The video, which runs more than two minutes and was released Thursday, attacks Beshear for what it claims to be failed leadership.

At one point the words, “Steve Beshear: ‘A Tower of Incompetence,’ ” appear on the screen, and it cites the newspaper, whose editorial board has consistently supported Beshear.

It also quotes the newspaper as saying that Beshear “failed to deliver the only thing he ran on.”

And it says that the newspaper said, “Williams wants Kentucky to join the movement for fiscal sanity.”

In fact, the newspaper’s editorial page has never said any of those things.

The quotes come from a March 15 column by conservative lawyer John David Dyche, whose biweekly column appears on The Courier-Journal’s op-ed page. Dyche is not on the newspaper’s staff. ...

Bennie Ivory, the newspaper’s executive editor, said there are no plans to ask Williams to change the ad.

Williams’ campaign manager, Scott Jennings, argued that the campaign had not misled anyone because, he said, the words appeared in the newspaper.

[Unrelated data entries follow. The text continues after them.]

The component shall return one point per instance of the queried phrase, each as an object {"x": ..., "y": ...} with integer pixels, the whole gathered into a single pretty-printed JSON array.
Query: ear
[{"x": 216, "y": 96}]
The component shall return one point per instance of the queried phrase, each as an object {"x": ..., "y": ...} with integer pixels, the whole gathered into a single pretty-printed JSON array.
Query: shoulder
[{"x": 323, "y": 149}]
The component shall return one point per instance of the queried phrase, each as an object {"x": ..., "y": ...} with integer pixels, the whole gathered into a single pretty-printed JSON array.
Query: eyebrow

“The column appeared in the Louisville Courier-Journal, and he is a regular columnist there,” Jennings said.

He also said there was no intent to make it appear the words represented the positions of the newspaper’s editorial board. ...

In the column, Dyche said, “Having failed to deliver the only thing he ran on — more gambling — and without any other significant accomplishment, Beshear is afraid to run for re-election after making the kind of sensible budget reductions the Medicaid mess demands. Thus, his ‘borrow from tomorrow’ gambit places a crown of cynicism atop an already teetering tower of incompetence.”

He also praises Williams, saying, “Williams wants Kentucky to join the movement for fiscal sanity that Republican reformers (and many reformed Republicans) are carrying to Washington, D.C., and state capitals across the country. Beshear personifies business as usual.”